Thursday, April 4, 2013

The Danger of Easy Answers



I have had the same conversation with three different people. The conversations were at different times and the people were not acquainted with one another. All three were gay.

Two were women and they told me the same story. They had been in traditional, evangelical churches for years and had struggled with their sexuality since they were children. After a while, overcome by the stress and anxiety of resisting what they had come to believe was an unavoidable reality in their lives, they accepted their gay identity. They also asked God to continue to love them, and believed that he had.

They left their traditional churches and went looking for new faith communities. They both told me that they had tried several gay-friendly and gay-specific churches, but had come away disappointed. Yes, they had been accepted there. But the churches, they claimed, were all about being gay. They said they wanted to be in places that were all about Jesus.

The third person was a young man. He was Catholic and had traveled 50 or 60 miles to visit a church were I happened to be speaking that morning. We talked between the services and he told me a similar story about being disappointed with the gay-friendly churches he had visited. He said to me, “I need to be in a place were I can be helped to know how to live.”

I wonder if we can do that? I don’t have any quick and easy answers regarding gay ordination or how churches will minister to gay couples and their children. But I wonder if our churches will be able to open their doors wider than before, recognizing that people like my three friends may come in. Can we accept them in order to help them orient their lives toward Jesus and to be encountered by the Holy Spirit? Can we trust God’s love and presence to bring transformation like we hope for everyone? Can we help them to know how to live?

The easy answers say that homosexuality is simply a choice to have sex with a person of the same gender. It’s a sin and it must be stopped in order for God to be accepting toward that person, or so the argument goes. If you read Mark Yarhouse’s very helpful book, Homosexuality and the Christian, you’ll find a greater complexity than you might have expected.

The easy answers also claim that everyone needs to be afforded the same rights, everyone’s equal, and everything’s okay. This way of flattening out human diversity and brokenness risks committing spiritual malpractice (as I posted yesterday). If we claim that everyone’s just fine as they are, then we’d better be right or we leave people to the ravages of their sin. And that means all of us.

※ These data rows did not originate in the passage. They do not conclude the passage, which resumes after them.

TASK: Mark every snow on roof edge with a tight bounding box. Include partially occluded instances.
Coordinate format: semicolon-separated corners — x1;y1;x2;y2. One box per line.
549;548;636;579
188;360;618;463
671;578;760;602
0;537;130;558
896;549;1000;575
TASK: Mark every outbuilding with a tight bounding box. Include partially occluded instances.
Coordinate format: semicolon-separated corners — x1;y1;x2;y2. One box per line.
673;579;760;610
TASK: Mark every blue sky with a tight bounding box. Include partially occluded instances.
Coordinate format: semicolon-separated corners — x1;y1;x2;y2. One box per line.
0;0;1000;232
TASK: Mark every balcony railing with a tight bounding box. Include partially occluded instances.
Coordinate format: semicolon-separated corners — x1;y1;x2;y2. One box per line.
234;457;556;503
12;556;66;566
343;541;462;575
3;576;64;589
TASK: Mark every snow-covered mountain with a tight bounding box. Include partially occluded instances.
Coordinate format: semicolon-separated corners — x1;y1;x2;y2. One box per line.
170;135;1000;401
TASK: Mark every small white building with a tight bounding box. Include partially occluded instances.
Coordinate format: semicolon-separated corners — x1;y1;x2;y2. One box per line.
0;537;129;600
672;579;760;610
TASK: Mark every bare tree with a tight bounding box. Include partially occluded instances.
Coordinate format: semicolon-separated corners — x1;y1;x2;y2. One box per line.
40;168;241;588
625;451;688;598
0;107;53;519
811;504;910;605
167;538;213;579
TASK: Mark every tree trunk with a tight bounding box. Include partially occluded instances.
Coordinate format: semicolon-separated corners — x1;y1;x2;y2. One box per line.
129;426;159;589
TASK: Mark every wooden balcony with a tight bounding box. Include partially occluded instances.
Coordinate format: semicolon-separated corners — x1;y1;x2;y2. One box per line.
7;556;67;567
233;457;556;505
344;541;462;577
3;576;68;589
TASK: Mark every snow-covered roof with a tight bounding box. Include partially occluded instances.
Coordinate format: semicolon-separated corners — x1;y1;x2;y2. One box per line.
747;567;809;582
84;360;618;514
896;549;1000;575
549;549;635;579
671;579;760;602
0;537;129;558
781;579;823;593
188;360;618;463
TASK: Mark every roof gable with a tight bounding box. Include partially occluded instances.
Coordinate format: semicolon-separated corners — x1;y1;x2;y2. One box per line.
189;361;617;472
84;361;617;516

There are no easy answers here. There really never were. If we look at what is happening around us and start asking God if he is present and doing something in the midst of significant social and religious disruption, we might find some surprises ahead of us.

3 comments:

Dave Jacobs said...

You have a unique audience and a unique voice. I hope you continue to take advantage of both. Well done.

Carrie said...

I totally agree with Dave. Somewhere in the midst of the evangelical Christian position on this - and many other more "social" issues - the whole love of Jesus part seems to continue to get lost. As you've so elegantly stated, there are no easy answers to any of this. We need to continue to focus on Jesus and do our best to walk in his footsteps.

Anonymous said...

great perspective, my friend. Keep asking GREAT questions!